When using a REST API to get predictions from a machine learning model, the key metrics to watch are latency and accuracy. Latency tells us how fast the API responds, which is important for user experience. Accuracy tells us if the model's predictions are correct. For classification tasks, precision, recall, and F1-score help us understand prediction quality. For regression, mean squared error or mean absolute error matter. We want a balance: fast responses and good prediction quality.
REST API inference in PyTorch - Model Metrics & Evaluation
Imagine a REST API that classifies emails as spam or not spam. Here is a confusion matrix from 100 requests:
| Predicted Spam | Predicted Not Spam |
|----------------|--------------------|
| True Positives (TP) = 40 |
| False Positives (FP) = 10 |
| False Negatives (FN) = 5 |
| True Negatives (TN) = 45 |
Total requests = 40 + 10 + 5 + 45 = 100
From this, we calculate:
- Precision = TP / (TP + FP) = 40 / (40 + 10) = 0.8
- Recall = TP / (TP + FN) = 40 / (40 + 5) = 0.8889
- F1-score = 2 * (Precision * Recall) / (Precision + Recall) ≈ 0.842
- Accuracy = (TP + TN) / Total = (40 + 45) / 100 = 0.85
In REST API inference, sometimes we want to avoid false alarms (false positives), and sometimes we want to catch all true cases (false negatives).
- High Precision Example: A spam filter API where marking a good email as spam is bad. We want high precision to avoid false positives.

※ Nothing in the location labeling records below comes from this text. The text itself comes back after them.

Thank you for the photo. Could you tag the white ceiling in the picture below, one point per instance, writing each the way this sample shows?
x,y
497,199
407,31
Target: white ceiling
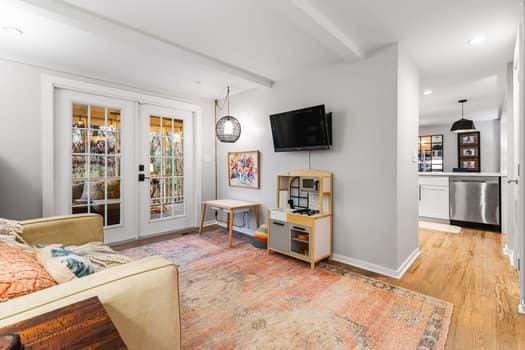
x,y
197,47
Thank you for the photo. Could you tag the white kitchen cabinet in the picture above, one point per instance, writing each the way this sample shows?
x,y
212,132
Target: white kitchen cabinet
x,y
434,197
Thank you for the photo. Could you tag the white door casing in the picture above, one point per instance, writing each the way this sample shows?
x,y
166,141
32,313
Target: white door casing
x,y
126,227
50,177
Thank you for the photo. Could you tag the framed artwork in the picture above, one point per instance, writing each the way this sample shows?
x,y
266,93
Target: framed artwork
x,y
469,151
243,169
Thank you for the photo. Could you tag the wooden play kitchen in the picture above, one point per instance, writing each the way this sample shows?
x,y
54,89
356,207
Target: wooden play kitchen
x,y
300,225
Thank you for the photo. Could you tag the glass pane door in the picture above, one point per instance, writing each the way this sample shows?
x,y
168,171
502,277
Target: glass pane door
x,y
166,167
95,162
166,195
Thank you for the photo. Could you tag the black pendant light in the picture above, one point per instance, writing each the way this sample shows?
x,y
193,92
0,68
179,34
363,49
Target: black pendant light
x,y
463,125
228,128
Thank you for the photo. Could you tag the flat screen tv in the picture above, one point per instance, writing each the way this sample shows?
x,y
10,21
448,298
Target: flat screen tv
x,y
306,129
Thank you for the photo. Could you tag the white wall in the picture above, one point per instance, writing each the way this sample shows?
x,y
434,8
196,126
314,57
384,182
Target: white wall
x,y
20,141
407,142
363,100
490,144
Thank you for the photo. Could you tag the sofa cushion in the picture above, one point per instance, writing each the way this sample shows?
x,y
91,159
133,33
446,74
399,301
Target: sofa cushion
x,y
20,273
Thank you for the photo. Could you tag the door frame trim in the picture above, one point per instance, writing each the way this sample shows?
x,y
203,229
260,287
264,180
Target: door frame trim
x,y
49,84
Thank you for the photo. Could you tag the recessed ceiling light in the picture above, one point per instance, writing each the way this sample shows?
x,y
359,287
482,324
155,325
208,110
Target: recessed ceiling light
x,y
477,40
12,30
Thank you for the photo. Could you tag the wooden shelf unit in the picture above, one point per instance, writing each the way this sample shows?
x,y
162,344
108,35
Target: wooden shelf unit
x,y
284,225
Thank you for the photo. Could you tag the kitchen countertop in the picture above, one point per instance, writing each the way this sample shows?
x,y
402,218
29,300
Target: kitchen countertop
x,y
449,173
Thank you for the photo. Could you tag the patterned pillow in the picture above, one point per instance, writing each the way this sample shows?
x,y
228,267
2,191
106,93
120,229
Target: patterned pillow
x,y
11,234
63,264
20,273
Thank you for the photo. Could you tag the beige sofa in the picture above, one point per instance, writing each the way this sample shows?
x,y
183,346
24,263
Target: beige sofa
x,y
142,297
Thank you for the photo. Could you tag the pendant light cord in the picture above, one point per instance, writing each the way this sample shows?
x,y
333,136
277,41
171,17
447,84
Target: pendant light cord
x,y
228,97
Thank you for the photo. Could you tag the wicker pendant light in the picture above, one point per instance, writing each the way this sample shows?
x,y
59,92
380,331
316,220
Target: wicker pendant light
x,y
228,128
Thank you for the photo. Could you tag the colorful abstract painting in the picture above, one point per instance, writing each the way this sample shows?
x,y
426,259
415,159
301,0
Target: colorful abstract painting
x,y
243,169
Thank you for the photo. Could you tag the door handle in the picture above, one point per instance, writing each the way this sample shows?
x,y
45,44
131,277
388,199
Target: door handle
x,y
143,177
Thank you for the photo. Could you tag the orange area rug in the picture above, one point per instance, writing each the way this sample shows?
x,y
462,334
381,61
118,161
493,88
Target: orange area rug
x,y
245,298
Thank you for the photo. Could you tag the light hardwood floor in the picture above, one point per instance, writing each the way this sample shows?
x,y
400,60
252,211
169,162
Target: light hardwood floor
x,y
468,270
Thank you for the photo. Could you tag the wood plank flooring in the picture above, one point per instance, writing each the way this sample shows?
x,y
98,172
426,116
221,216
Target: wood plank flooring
x,y
470,271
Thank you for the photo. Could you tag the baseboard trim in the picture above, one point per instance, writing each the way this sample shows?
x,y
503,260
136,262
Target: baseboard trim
x,y
365,265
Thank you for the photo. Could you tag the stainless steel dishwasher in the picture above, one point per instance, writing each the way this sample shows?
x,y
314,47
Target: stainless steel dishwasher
x,y
475,199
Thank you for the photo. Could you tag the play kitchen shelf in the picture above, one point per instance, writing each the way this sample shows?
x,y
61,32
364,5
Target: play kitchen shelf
x,y
300,225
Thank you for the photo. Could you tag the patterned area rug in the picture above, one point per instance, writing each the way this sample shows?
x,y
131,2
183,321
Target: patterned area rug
x,y
245,298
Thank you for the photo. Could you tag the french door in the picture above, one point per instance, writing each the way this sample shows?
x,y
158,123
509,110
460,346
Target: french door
x,y
166,166
95,162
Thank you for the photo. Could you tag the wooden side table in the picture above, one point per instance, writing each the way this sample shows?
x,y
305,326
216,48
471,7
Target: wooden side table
x,y
82,325
230,205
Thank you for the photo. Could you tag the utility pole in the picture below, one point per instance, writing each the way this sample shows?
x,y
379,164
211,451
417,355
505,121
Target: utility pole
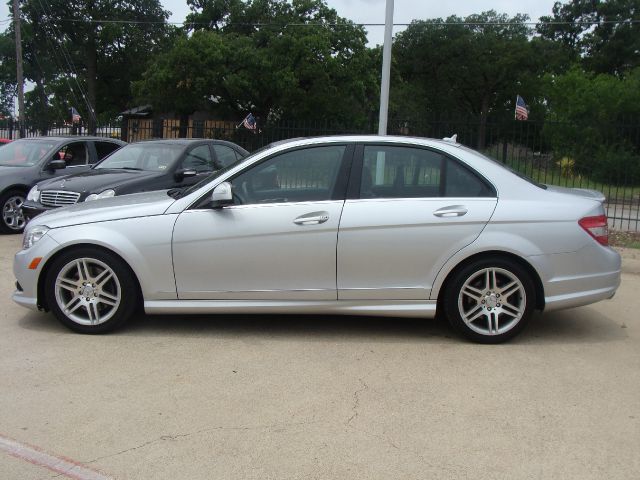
x,y
386,69
19,75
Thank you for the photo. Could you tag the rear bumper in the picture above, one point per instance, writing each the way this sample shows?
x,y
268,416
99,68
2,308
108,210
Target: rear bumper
x,y
579,278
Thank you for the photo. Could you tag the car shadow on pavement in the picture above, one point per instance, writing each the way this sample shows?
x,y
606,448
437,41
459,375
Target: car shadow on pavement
x,y
578,325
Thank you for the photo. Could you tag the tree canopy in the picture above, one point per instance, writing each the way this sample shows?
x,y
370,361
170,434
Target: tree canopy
x,y
272,57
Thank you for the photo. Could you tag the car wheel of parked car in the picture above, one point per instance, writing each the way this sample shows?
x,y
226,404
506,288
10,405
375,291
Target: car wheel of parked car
x,y
490,300
90,290
13,220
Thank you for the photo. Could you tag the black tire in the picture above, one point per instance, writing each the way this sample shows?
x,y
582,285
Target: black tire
x,y
12,220
490,300
100,300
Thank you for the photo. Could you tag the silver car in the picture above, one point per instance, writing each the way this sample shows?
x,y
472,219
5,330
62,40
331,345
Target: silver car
x,y
356,225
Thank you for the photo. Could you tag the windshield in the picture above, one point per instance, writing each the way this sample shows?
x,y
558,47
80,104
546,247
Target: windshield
x,y
151,157
179,192
24,153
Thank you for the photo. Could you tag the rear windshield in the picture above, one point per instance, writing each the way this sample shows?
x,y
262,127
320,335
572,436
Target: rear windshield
x,y
24,153
506,167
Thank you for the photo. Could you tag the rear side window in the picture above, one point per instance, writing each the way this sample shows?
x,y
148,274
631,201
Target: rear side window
x,y
409,172
74,154
105,148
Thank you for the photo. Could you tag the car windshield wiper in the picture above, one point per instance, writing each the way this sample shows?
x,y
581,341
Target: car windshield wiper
x,y
175,192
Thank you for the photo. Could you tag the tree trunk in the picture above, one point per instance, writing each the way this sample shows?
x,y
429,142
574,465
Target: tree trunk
x,y
482,130
92,74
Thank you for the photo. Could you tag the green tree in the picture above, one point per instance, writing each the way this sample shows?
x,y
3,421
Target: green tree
x,y
476,65
87,52
600,31
272,57
589,119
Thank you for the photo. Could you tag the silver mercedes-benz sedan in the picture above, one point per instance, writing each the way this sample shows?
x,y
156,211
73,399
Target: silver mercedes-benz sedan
x,y
356,225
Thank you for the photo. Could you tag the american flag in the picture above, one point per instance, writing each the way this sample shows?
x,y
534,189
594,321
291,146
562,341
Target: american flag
x,y
75,116
522,112
250,123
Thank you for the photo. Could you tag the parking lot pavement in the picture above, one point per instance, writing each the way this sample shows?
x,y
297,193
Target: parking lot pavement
x,y
300,397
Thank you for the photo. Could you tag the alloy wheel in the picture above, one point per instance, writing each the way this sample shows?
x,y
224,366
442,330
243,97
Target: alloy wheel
x,y
87,291
492,301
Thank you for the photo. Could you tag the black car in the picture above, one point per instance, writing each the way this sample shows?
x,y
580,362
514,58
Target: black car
x,y
25,162
138,167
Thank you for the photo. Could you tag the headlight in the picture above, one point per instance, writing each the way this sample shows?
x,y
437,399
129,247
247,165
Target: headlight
x,y
34,194
98,196
32,235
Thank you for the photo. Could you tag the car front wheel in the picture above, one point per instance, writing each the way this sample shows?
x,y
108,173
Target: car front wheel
x,y
90,290
490,300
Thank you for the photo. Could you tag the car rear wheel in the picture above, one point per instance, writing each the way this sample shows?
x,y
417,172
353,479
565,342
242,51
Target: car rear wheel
x,y
490,300
90,290
13,220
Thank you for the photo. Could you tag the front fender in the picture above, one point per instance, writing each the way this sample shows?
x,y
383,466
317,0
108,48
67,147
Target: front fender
x,y
144,243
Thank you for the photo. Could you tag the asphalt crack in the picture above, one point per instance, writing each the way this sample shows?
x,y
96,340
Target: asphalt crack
x,y
169,437
356,401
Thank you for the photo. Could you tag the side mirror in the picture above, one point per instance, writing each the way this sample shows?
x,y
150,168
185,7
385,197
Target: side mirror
x,y
182,174
221,195
56,164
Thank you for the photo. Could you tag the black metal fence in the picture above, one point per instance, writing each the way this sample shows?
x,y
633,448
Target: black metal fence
x,y
599,157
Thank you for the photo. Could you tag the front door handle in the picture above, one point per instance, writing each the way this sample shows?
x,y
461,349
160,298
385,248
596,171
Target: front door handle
x,y
451,211
313,218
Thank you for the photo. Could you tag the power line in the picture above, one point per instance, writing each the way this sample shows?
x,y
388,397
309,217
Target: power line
x,y
345,24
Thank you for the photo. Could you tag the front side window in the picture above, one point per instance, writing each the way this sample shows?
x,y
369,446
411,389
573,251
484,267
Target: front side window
x,y
226,155
303,175
153,157
409,172
74,154
105,148
199,159
24,153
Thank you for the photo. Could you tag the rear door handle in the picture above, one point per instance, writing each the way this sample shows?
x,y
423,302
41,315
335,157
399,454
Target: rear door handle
x,y
451,211
313,218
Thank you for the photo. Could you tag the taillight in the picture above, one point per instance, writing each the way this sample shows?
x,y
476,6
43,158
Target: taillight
x,y
597,228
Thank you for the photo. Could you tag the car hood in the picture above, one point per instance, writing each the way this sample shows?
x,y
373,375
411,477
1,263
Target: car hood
x,y
580,192
97,180
116,208
8,171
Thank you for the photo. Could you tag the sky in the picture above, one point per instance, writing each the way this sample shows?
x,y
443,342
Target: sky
x,y
372,11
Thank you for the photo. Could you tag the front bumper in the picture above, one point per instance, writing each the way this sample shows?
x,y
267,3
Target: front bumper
x,y
33,209
26,294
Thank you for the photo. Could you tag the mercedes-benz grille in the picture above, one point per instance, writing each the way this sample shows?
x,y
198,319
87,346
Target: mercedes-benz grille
x,y
58,198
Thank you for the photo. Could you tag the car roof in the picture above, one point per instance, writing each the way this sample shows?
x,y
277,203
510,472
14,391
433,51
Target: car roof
x,y
179,141
66,138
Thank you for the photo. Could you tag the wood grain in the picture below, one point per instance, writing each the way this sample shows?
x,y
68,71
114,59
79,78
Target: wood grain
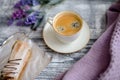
x,y
92,11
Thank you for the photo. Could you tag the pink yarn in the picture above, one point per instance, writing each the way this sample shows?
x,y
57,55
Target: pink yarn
x,y
102,61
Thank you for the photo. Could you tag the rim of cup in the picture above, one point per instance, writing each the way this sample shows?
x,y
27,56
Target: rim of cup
x,y
74,13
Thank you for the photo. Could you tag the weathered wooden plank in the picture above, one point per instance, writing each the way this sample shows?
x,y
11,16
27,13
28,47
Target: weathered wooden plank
x,y
92,11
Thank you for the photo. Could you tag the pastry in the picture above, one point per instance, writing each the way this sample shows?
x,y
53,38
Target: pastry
x,y
20,55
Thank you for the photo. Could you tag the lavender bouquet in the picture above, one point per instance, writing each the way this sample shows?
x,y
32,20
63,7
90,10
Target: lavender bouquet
x,y
25,15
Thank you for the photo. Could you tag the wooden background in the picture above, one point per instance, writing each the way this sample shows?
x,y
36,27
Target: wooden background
x,y
92,11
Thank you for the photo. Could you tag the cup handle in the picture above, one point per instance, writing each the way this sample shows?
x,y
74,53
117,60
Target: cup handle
x,y
50,20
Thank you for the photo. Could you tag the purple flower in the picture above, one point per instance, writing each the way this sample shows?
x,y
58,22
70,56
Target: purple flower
x,y
20,23
29,2
10,21
30,19
18,14
18,5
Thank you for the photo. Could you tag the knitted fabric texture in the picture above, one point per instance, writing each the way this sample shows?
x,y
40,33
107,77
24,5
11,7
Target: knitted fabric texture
x,y
102,61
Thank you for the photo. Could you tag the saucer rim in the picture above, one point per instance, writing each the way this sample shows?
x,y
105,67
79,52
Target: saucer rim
x,y
61,42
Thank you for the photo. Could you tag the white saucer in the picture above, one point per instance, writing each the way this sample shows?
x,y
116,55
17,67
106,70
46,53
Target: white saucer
x,y
56,45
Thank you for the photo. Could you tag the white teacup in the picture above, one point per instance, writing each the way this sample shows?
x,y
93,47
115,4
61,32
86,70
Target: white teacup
x,y
67,26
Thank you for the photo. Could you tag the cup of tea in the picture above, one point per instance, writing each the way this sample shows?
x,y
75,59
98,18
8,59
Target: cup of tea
x,y
67,26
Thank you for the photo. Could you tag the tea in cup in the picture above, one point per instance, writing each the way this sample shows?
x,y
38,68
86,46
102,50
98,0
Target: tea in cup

- High Recall Example: A medical diagnosis API where missing a disease is dangerous. We want high recall to catch all true cases.
Choosing the right metric depends on the API's purpose and user impact.
For a REST API serving predictions:
- Good: Accuracy above 90%, precision and recall balanced above 85%, latency under 200ms.
- Bad: Accuracy below 70%, precision or recall below 50%, latency over 1 second causing slow user experience.
Good metrics mean users get fast and reliable predictions. Bad metrics mean slow or wrong results, hurting trust.
- Accuracy paradox: High accuracy can be misleading if classes are imbalanced. For example, 95% accuracy if 95% data is one class but model ignores the other.
- Data leakage: If test data leaks into training, API predictions look too good but fail in real use.
- Overfitting: Model performs well on training but poorly on new API requests.
- Ignoring latency: A very accurate model that is too slow makes the API unusable.
Your REST API model has 98% accuracy but only 12% recall on fraud detection. Is it good for production? Why or why not?
Answer: No, it is not good. The low recall means the model misses most fraud cases, which is dangerous. Even with high accuracy, the model fails to catch fraud, so it should be improved before production.